All in the name of political gain

Politics can be a dirty game; that is no surprise.

But just how far will a candidate go to get elected?

Defaming an opponent? Unfortunately, this is common during the waning days of most elections.

But defaming a dead man?

Most voters, regardless of party affiliation, would be offended by such a ploy.

Yet this is what Republican Kris Kobach has done. Kobach is a U.S. Congressional candidate for the 3rd Kansas district.


Sanchez delves into Kobach's use of the late Steve Endean, founder of the Human Rights Campaign, in his recent call for Moore to return contributions from HRC. As The Note would say, it is a "must read."

Then in today's Star, Wyandotte County columnist Mark Wiebe discusses why Hispanic activists are up in arms over Kobach-ally Project USA's posting of anti-immigration billboards in Hispanic neighborhoods.
There appears, then, to be nothing about the ads that suggests the racially motivated innuendoes and fear tactics too often embraced by those who promote a strict nativist agenda. Nothing, that is, until you consider that the billboards (there are three of them) appear in an area heavily populated by Hispanics and Hispanic businesses. Placed in this context, one can understand why some might read the ad as saying, essentially, “This is what your neighborhood could look like if we don't enforce immigration laws.”
Wiebe also counters Project USA's insistance that race isn't an issue, by quoting from passages of their website where race is clearly an issue.

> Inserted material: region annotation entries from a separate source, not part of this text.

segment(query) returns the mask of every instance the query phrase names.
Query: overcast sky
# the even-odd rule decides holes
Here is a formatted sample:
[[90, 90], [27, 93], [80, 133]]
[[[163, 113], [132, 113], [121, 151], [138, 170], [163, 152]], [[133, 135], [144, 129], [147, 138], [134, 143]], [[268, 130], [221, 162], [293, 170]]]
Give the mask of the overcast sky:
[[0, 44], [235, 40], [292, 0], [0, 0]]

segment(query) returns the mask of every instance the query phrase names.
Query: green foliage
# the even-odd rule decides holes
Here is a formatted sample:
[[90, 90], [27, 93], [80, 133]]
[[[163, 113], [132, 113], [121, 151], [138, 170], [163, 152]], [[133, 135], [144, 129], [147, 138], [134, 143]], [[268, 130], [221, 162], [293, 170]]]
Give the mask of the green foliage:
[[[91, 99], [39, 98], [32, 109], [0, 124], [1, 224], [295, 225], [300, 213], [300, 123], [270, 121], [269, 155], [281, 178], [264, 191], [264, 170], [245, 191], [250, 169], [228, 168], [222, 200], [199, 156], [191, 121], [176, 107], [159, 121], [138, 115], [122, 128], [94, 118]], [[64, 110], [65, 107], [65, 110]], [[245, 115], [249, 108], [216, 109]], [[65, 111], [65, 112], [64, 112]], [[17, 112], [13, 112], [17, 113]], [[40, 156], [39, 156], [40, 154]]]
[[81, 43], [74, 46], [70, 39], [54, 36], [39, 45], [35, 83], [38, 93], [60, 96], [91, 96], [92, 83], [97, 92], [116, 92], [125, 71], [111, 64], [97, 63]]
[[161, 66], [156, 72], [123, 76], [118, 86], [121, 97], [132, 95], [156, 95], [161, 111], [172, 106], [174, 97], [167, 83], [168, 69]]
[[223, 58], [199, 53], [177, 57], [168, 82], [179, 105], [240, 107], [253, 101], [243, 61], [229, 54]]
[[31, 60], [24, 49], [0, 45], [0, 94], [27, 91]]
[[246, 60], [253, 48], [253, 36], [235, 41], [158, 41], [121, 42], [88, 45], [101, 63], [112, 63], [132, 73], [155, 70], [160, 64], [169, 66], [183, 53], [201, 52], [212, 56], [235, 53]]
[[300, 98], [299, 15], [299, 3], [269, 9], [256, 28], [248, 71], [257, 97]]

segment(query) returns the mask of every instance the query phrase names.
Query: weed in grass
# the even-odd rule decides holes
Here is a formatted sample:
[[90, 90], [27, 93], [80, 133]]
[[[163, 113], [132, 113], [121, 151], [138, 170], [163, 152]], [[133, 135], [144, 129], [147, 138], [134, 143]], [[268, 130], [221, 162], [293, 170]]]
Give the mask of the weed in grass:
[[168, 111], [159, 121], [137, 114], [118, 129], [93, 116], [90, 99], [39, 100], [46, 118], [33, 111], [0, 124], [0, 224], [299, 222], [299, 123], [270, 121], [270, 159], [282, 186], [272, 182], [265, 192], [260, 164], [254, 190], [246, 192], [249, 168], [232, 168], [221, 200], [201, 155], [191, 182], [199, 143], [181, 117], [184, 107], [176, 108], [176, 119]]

This gives "critics reasons to doubt the organization's true motives." Wiebe continues...
So does this: ProjectUSA has received $25,000 in a three-year span from the Pioneer Fund, an organization whose original charter included “race betterment” as one of its goals. According to the organization's Web site, its president, J. Philippe Rushton, has “documented” evidence that descendents of Africans are, on average, less intelligent, less socially organized and practice less sexual restraint than East Asians, Europeans and their descendents.

Those facts raise serious questions about ProjectUSA's purposes. But just as important, they raise an equally serious question about Kobach's campaign: Why would he want to risk accepting ProjectUSA's support?

Yes, why indeed?


* We originally used Google News Alerts, but after hearing about how ABC's The Note relies on "Google Monkeys" to find its stories, we all pitched in to get one of our own. Unfortunately, we could only afford an unemployed Rally Monkey. It doesn't really find very many stories, but it helps keep our spirits high.